"It offers a real hope we will be able to tackle cancer by putting cells into a permanent coma," Thomas Hughes-Hallett, chief executive of the Marie Curie Cancer Care charity, told a news conference.

Dr Colin Goding and his team were studying a gene called Tbx2 which is overactive in melanoma, the most serious type of skin cancer, when they discovered it was linked to a mechanism that repressed senescence. "What really surprised us was that when we inhibited Tbx2 in melanoma cells, they senesced and stopped dividing. This means we have potentially a new way of stopping cancer cells dividing," said Goding.

Cancer develops when certain genes are mutated and cells divide uncontrollably. Goding compared it to an accelerator in a car being jammed on.

Normal, healthy cells know something is wrong -- the accelerator is jammed -- and put on a brake or senescence. But in cancerous cells the brake is missing or switched off.

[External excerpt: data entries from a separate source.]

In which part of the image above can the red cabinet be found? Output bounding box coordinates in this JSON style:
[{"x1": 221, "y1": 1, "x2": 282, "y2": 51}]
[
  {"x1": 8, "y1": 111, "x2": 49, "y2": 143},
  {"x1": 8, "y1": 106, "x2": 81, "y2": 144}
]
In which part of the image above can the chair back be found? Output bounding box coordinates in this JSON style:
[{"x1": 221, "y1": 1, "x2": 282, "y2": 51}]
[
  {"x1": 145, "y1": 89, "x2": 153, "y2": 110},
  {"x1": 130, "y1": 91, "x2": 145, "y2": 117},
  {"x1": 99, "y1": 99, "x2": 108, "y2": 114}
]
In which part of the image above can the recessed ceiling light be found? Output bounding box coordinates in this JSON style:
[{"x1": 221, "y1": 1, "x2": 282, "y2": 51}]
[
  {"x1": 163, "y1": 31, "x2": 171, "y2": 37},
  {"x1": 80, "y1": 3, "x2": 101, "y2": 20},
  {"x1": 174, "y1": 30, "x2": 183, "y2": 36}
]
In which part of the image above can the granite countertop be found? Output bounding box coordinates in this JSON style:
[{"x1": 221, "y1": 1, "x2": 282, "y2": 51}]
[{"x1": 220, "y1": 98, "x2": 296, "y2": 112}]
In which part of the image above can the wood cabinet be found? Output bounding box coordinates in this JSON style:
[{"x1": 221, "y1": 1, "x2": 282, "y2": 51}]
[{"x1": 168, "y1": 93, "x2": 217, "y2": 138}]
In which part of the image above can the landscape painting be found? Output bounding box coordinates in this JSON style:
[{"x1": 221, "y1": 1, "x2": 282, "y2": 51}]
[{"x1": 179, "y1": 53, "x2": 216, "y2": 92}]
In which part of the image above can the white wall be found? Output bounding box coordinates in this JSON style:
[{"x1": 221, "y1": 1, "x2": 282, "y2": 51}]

The scientists inhibited the action of Tbx2 in melanoma cells in culture with a technical trick. They discovered that the senescence mechanism was still there but had been switched off by the Tbx2 gene.

"What we have done is switched it back on," said Goding who reported the findings in the journal Cancer Research.

He now hopes to find out in what proportion of melanoma and other cancer cells senescence can be induced and whether a drug could be developed to activate it in cancer cells.

But he said it could be up to 10 years before any new treatments based on the findings will be available.

"Being able to design drugs that reactivate senescence would be a great boon. The beauty of it is that this natural mechanism would automatically target cells which have the accelerator jammed on -- it would hit cancer cells, not normal cells," Goding added.

About 133,000 new cases of malignant melanoma are diagnosed worldwide each year. Eighty percent are in North America, Europe, Australia and New Zealand, according to the International Agency on Cancer Research in France.